Thanksgiving-Truthahn, gefüllt mit Steak und umhüllt mit Speck

Es gibt auf der einen Seite der Front all jene, die Tiere als Nahrung kategorisch ablehnen. Das erklärt den Hype um angeblich besonders schmackhafte fleischlose Buletten, der mittlerweile auch das Wurstland Deutschland erreicht hat und für Debatten mit Fleisch-Grillern sorgt. Die Fast-Food-Kette Burger King bewirbt den veganen Impossible Whopper und die in veganem Öl frittierten Pommes derart offensiv, dass auch McDonald's, Taco Bell und KFC fleischlose Varianten anbieten. Die kalifornische Kette Fatburger, die sich selbst den "letzten großartigen Burgerladen" nennt, hat vor zwei Jahren den vegetarischen Impossible Burger eingeführt und verwendet mittlerweile veganen Käse.

Es muss allerdings zu jedem Schwarz ein Weiß geben, und so wie es ganz besonders stolze SUV-Eigentümer und Waffenbesitzer gibt, entsteht nun also der kulinarische Gegentrend zu veganem Essen, also zum Beispiel das Chicken-Donut-Sandwich von KFC. Das Unternehmen hat übrigens zuletzt häufig zu hören bekommen, es möge sich doch bitteschön auf einer Seite positionieren und nicht erst einen veganen Burger und dann eine Kalorienbombe anbieten. Wer allen gefallen will, der gefällt am Ende niemandem mehr. Es werden bereits Rezepte für den Thanksgiving-Truthahn herumgeschickt, gefüllt mit Steak und umhüllt mit Speck, der deshalb "Gobble-Oink-Muh" genannt wird. Es gibt die "Pizzagne", bei der eine Hackfleisch-Lasagne auf eine Vier-Fleisch-fünf-Käse-Pizza gestellt wird und bei der jeder, der ein Stück isst, eine Ahnung von der Masse eines Schwarzen Lochs bekommt. Es gibt "Creamwiches", Eiscreme zwischen Chocolate-Chip-Cookies, garniert mit Zuckerstreuseln und in Schokosoße getunkt - für 560 Kilokalorien.
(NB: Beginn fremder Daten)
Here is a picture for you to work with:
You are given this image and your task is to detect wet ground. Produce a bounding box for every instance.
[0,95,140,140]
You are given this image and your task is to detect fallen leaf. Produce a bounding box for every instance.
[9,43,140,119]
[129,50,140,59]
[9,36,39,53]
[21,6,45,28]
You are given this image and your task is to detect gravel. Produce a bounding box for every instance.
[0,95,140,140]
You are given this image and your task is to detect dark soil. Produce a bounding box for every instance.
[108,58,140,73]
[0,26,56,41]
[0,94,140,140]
Wer den "Quadruple Bypass Burger" schafft, wird im Rollstuhl zum Auto gebracht

Krassestes Symbol des Scheiß-auf-die-Gesundheit-Trends ist der "Heart Attack Grill" auf der Fremont Street in Las Vegas, der sich damit rühmt, dass jeder, der regelmäßig dort isst, ganz sicher einen Herzinfarkt erleiden wird. Es gibt einen Burger mit 910 Gramm Fleisch darauf, ein 8000-Kilokalorien-Ungetüm, und jeder, der ihn bestellt und nicht aufisst, bekommt von einer Bedienung im Krankenschwesterkostüm mit einem Paddel den Hintern versohlt. Wer mehr als 160 Kilogramm wiegt, der darf kostenlos so viel essen, wie er kann. Und wer den sogenannten "Quadruple Bypass Burger" (900 Gramm Fleisch, 20 Streifen Bacon, acht Scheiben Käse - 9982 Kilokalorien) schafft, der wird im Rollstuhl zum Auto gebracht. Im Februar 2013 ist ein Stammgast an der Bushaltestelle vor dem Restaurant an den Folgen eines Herzinfarkts gestorben.

Ach, Amerika, ist man geneigt zu sagen, aber so einfach ist es nicht. Auch der Deutsche geht bisweilen nicht gerade zurückhaltend mit Deftigem um - das All-you-can-eat-Grillen ist noch immer fester Bestandteil des Speiseplans in deutschen Gärten. Wobei die Zahl derer größer wird, die angewidert mit dem Finger auf die Fleischberge zeigen. Leben und leben lassen, damit hat sich der Mensch immer schon schwergetan, mit leben und essen lassen scheint das noch schlimmer zu sein.